L’ethnologue des tout-petits

Jeanne Ashbé est née le 6 novembre 1955 en Belgique. Elle est mère de cinq enfants. Elle a exercé le métier de logopède au Canada, puis en Belgique. Elle est auteur-illustrateur depuis dix ans. Elle anime également un lieu de rencontres et d'information sur tout ce concerne la grossesse, la naissance et la vie avec de jeunes enfants. Elle joue du violoncelle, aime la lecture, la couture, le cinéma.

 

Auteur et illustratrice belge, Jeanne Ashbé est avant tout une grande observatrice des bébés auxquels elle consacre toute son œuvre. Avec une douceur extrême elle parvient à reconstituer dans ses dessins les petits gestes du quotidien. Ses mots viennent mettre les trois petites notes de musique qui avec les images mettent l’émerveillement à chaque page.
Ce sont toujours des petits événements quotidiens que Jeanne Ashbé met en scène dans ses albums destinés aux tout-petits. Le réveil du matin, les au-revoir, le bain. Événements probablement minuscules aux yeux des grands mais gigantesques à hauteur des bébés.  
A ce soir ! évoque par exemple une journée à la crèche pour Sam le bébé et Léa qui elle est déjà une grande. La maman de Sam, le papa de Léa accompagnent les enfants, les rassurent (papa, maman viendra te chercher), les embrassent et s’en vont. Restent les nounous, les autres enfants, l’heure de la purée et celle de la sieste avant que le papa de Sam et la maman de Léa ne viennent, à leur tour, chercher les enfants.

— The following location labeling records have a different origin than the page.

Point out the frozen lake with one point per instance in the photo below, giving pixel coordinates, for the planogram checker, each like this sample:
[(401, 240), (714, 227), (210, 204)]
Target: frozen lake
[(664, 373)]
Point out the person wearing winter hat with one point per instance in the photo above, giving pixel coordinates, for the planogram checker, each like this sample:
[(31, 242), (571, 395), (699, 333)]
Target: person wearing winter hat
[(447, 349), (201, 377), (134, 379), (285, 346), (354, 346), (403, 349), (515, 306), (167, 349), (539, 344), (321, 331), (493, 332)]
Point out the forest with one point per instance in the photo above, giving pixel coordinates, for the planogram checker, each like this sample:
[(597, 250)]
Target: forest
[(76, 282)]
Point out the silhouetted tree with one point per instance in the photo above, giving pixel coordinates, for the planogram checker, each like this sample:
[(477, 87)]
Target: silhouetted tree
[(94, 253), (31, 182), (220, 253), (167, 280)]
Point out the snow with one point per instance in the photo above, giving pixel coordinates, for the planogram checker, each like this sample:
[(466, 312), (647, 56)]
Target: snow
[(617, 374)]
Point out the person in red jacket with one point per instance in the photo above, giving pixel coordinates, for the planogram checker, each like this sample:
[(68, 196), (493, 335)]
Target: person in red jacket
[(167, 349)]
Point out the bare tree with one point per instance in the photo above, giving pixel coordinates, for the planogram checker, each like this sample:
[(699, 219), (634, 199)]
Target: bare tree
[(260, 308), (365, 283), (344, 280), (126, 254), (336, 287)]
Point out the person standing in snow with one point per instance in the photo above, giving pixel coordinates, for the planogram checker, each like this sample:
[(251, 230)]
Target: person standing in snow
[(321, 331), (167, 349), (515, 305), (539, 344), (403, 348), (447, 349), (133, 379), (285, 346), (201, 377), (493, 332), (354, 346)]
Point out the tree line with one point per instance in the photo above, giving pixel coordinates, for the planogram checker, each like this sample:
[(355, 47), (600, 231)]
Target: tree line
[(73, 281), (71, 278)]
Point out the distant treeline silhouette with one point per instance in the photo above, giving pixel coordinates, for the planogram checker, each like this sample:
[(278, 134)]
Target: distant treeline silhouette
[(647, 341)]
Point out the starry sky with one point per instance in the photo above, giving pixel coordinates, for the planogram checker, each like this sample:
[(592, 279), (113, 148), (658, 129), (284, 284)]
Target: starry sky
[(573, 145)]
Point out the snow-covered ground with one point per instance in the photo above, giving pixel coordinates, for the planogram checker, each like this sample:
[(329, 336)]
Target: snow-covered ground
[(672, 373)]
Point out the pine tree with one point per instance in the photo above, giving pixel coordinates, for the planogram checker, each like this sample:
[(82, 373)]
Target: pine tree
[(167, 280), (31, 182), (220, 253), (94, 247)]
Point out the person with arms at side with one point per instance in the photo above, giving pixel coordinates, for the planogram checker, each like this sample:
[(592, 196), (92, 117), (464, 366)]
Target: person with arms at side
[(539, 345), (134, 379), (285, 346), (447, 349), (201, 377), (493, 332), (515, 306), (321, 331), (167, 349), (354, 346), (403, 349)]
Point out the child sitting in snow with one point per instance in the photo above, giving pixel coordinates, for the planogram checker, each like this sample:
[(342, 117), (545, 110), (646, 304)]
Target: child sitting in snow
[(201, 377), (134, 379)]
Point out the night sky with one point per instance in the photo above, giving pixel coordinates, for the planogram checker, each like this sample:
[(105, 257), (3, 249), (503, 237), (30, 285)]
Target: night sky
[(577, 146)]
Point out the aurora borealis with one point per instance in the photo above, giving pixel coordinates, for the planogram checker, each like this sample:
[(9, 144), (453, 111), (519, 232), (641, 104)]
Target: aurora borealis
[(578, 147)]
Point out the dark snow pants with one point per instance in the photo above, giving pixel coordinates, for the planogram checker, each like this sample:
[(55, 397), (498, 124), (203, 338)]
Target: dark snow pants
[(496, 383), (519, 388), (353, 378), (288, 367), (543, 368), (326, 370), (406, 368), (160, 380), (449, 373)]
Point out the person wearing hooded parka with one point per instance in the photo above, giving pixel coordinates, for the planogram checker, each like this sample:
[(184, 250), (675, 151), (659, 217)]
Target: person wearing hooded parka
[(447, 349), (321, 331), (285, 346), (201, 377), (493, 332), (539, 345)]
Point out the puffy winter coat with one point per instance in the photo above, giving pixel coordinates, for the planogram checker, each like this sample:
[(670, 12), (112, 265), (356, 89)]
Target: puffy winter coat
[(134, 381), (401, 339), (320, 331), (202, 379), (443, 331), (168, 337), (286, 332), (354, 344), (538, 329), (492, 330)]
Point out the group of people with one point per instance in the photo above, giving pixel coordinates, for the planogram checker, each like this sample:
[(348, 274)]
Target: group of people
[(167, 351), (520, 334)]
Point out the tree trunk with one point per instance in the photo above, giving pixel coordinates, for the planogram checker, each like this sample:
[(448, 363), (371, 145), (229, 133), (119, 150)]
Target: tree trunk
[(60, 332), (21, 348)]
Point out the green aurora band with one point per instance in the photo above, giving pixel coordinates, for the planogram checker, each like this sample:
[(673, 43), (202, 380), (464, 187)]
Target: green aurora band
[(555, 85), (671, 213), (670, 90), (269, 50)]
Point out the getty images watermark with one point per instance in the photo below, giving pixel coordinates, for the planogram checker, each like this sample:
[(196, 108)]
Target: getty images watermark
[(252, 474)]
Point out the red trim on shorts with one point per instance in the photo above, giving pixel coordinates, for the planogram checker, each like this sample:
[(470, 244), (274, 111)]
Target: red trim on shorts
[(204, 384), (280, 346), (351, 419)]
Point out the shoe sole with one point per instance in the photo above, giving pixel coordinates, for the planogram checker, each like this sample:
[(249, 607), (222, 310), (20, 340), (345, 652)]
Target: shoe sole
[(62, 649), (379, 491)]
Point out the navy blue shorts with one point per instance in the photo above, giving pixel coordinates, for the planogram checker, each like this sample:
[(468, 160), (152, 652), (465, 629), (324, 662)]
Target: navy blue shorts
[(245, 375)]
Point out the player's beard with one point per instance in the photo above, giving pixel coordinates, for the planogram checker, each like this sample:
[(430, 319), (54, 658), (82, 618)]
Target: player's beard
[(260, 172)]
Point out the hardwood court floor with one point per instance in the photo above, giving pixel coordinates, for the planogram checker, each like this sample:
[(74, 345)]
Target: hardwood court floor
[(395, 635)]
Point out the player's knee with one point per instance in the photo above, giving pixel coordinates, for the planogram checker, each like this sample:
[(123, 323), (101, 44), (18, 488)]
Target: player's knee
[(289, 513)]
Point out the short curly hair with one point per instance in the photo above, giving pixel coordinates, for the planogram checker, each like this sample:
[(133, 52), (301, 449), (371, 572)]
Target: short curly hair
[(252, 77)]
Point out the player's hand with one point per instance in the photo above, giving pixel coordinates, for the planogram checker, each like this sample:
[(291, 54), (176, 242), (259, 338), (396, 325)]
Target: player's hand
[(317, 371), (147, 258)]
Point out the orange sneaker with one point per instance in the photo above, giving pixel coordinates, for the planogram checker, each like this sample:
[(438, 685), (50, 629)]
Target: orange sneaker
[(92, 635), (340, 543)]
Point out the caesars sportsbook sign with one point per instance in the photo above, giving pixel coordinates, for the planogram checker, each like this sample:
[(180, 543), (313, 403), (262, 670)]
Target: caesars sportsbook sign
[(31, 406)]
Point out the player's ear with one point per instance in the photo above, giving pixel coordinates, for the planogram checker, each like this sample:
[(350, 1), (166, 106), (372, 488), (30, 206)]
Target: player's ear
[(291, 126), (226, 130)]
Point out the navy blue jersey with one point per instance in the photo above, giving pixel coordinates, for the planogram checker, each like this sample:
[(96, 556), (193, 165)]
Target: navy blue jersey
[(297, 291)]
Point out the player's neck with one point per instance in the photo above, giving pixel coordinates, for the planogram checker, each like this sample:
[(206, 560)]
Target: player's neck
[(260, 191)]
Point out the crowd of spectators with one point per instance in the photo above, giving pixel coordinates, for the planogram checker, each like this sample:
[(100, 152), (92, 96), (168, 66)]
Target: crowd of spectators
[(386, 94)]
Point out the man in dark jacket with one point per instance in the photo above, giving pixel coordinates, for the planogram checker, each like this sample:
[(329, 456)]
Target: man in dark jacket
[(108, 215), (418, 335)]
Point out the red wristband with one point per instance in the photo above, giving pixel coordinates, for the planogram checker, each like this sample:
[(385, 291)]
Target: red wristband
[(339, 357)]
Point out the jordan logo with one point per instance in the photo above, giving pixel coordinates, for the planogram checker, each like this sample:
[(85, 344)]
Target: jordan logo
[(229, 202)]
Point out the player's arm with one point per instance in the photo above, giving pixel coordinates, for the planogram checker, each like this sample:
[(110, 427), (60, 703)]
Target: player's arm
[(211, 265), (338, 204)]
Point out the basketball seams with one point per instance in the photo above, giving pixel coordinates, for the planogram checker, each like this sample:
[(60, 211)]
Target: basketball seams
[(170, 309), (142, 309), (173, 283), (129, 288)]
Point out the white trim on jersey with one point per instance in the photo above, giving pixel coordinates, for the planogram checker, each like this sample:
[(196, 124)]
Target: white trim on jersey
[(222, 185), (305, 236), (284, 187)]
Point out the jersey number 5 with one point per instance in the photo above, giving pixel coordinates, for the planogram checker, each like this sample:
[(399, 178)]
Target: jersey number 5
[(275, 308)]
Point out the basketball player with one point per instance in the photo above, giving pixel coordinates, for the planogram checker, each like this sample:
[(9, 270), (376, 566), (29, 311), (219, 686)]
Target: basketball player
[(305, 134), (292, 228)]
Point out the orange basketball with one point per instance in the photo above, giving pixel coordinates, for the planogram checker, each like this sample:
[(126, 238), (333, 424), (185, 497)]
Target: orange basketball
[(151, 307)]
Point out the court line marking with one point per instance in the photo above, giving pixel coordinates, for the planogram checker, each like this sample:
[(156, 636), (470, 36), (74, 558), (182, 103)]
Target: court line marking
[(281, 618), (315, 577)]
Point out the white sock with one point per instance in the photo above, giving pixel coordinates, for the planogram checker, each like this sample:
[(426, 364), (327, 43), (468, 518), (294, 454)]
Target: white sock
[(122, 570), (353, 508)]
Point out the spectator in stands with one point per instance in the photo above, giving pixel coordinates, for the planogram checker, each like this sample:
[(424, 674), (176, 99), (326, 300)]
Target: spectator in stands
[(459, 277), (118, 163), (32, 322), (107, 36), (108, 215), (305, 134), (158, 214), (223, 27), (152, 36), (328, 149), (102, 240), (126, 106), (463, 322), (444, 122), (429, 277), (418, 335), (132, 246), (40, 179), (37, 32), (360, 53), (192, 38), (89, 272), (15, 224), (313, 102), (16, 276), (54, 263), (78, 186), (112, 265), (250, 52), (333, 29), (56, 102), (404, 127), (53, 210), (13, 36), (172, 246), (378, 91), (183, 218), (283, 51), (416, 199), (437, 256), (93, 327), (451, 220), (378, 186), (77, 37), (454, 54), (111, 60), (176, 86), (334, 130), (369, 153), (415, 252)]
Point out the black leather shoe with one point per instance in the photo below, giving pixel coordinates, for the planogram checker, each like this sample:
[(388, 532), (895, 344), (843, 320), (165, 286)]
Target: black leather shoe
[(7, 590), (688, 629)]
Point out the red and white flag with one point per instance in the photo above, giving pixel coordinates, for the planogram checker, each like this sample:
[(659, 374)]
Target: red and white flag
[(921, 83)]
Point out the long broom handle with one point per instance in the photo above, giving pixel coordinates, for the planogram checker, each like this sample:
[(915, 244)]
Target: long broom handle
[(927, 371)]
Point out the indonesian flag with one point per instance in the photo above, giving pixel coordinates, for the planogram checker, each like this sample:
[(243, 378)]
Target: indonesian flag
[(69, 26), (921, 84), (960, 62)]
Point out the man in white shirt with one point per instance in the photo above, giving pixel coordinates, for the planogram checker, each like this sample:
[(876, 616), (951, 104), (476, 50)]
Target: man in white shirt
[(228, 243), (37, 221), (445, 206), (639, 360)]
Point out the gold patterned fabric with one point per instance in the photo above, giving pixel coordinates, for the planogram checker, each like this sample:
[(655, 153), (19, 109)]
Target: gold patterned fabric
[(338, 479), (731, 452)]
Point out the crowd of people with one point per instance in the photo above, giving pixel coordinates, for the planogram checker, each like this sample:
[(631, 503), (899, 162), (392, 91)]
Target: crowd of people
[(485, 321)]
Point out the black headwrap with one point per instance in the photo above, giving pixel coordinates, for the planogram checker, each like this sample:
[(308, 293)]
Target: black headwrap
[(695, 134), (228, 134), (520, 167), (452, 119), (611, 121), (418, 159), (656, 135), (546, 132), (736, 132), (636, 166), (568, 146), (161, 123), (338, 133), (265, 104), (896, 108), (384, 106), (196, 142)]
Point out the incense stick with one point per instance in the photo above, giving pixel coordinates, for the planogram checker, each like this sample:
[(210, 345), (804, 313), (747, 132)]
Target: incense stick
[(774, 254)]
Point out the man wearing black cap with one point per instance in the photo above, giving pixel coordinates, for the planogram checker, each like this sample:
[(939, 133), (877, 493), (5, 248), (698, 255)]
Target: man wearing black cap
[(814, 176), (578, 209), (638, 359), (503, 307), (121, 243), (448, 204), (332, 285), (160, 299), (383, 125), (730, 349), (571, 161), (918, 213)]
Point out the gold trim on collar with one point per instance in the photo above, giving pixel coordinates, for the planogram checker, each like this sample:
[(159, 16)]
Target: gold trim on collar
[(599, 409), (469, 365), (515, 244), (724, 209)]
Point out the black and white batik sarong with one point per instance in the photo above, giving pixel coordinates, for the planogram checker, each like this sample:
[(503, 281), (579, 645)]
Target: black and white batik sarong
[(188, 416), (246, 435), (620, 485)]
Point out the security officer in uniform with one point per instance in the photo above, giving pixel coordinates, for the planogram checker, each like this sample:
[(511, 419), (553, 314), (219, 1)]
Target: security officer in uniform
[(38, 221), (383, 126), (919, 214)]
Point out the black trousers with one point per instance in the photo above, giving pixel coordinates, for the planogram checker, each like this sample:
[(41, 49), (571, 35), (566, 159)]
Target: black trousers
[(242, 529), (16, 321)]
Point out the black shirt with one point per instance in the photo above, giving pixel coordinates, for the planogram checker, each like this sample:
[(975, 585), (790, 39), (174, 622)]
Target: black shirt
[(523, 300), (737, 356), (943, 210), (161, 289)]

La précision des gestes - Si l’on est fasciné d’abord par la tendresse et la vie qui se dégagent des illustrations, c’est parce que Jeanne Ashbé sait montrer des gestes vrais, observés souvent dans la réalité. Une tendre chatouille au coin du cou et de la petite épaule du bébé qui penche la tête, les deux mains de l’enfant qui tentent d’attraper la moustache du grand-père, le refus du nourrisson de se laisser débarbouiller le museau. Dans cet univers tout en finesse, il est très fréquent de voir les adultes à quatre pattes ou le corps plié en deux pour parler à l’enfant. C’est un peu comme cela qu’on imagine l’auteur au travail.

Les mots qu’il faut - Bien que destinés à des enfants ne sachant pas lire, les albums de Jeanne Ashbé laissent une place importante aux mots. Avec leur rythme de comptines, leur fraîche spontanéité, ils permettent d’apprivoiser un peu mieux le réel. La part ludique de chaque situation s’offre comme un rendez-vous joyeux à ne pas manquer. Ainsi dans Au revoir ! lorsque le grand-père part : «Vite, vite à la fenêtre, pour dire : “Au revoir, Bon-papa ! " » et face au texte, on voit l’enfant de dos, tenu par sa mère, debout sur le rebord de la fenêtre, une main levée et l’autre comme posée sur le carreau. L’exigence, l’éthique, de Jeanne Ashbé lui font éviter les mots ridiculement gnan-gnan que trop souvent on voudrait accoler à ces situations. Dans ces albums, l’enfant dort et ne fait pas dodo, la boue salit et n’est pas “caca”, etc.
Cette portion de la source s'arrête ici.